Example 69.2 Examining Outliers

This example is a continuation of Example 69.1.

Standard diagnostics for statistical models focus on the response, allowing you to look for patterns that indicate the model is inadequate or for outliers that do not seem to follow the trend of the rest of the data. However, partial least squares effectively models the predictors as well as the responses, so you should consider the pattern of the fit for both. The DModX and DModY statistics give the distance from each point to the PLS model with respect to the predictors and the responses, respectively, and ODS Graphics enables you to plot these values. No point should be dramatically farther from the model than the rest. If there is a group of points that are all farther from the model than the rest, they might have something in common, in which case they should be analyzed separately.

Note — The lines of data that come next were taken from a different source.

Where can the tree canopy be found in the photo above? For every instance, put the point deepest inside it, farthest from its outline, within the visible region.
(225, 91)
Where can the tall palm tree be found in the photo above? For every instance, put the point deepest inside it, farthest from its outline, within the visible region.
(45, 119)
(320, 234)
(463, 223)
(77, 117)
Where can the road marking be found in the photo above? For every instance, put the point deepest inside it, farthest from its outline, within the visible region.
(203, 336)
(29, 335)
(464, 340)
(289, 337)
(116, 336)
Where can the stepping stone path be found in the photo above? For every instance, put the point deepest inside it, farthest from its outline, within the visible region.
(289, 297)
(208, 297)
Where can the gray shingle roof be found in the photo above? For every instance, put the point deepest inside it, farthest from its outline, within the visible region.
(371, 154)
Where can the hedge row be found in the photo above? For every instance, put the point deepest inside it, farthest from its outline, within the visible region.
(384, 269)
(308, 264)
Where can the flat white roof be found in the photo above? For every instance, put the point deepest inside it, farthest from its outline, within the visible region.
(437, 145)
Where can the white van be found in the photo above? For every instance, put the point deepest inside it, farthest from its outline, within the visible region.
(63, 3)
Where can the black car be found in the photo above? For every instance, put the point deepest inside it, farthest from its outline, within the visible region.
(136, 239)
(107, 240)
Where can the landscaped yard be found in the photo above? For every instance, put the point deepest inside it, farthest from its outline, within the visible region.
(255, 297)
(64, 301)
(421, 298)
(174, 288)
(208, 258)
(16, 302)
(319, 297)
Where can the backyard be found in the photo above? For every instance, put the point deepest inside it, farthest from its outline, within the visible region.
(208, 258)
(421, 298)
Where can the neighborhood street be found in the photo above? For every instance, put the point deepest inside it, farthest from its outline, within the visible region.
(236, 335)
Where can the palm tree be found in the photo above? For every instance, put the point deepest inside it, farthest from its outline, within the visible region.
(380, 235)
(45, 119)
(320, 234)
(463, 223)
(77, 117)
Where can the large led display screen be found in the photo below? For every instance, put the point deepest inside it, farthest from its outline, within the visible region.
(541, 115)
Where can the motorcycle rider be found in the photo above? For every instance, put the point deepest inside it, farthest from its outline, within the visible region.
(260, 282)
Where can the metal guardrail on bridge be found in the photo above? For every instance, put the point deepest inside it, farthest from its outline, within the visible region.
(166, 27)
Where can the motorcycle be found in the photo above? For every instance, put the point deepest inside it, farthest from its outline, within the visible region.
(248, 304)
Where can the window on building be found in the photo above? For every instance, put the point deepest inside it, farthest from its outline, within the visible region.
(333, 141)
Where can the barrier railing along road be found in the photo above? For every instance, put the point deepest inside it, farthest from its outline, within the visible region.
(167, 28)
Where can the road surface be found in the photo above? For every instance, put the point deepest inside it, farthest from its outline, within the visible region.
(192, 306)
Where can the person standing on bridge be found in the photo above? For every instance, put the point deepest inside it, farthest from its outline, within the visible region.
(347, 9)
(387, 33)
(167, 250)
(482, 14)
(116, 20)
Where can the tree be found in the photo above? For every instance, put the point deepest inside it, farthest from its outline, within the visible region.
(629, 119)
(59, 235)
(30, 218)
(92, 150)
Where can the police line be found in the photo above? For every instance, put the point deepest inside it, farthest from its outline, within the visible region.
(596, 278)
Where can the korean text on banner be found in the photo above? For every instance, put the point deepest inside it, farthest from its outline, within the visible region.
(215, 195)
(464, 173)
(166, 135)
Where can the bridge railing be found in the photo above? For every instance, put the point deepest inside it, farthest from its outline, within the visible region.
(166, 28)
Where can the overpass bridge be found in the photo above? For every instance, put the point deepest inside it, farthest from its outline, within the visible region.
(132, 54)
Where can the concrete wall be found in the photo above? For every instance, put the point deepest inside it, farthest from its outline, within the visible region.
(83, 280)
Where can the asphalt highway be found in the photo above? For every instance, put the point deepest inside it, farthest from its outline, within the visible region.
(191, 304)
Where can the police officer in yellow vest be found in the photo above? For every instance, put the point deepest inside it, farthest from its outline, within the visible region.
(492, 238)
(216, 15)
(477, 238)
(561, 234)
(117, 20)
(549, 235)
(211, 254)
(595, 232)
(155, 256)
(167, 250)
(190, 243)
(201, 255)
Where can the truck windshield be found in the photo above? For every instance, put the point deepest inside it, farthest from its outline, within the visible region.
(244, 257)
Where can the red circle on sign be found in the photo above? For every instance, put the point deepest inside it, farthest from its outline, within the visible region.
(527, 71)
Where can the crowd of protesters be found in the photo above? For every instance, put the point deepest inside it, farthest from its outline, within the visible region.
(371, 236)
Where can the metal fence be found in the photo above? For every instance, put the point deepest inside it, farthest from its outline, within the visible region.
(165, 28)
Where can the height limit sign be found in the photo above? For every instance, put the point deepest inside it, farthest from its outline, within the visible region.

The following statements fit a reduced model to the data discussed in Example 69.1 and plot a panel of standard diagnostics as well as the distances of the observations to the model.

ods graphics on;
 
proc pls data=pentaTrain nfac=2 plot=(diagnostics dmod);
   model log_RAI = S1    P1
                   S2
                   S3 L3 P3
                   S4 L4   ;
run;
 
ods graphics off;

The plots are shown in Output 69.2.1 and Output 69.2.2.

Output 69.2.1 Model Fit Diagnostics
 Model Fit Diagnostics

Output 69.2.2 Predictor versus Response Distances to the Model
 Predictor versus Response Distances to the Model

There appear to be no profound outliers in either the predictor space or the response space.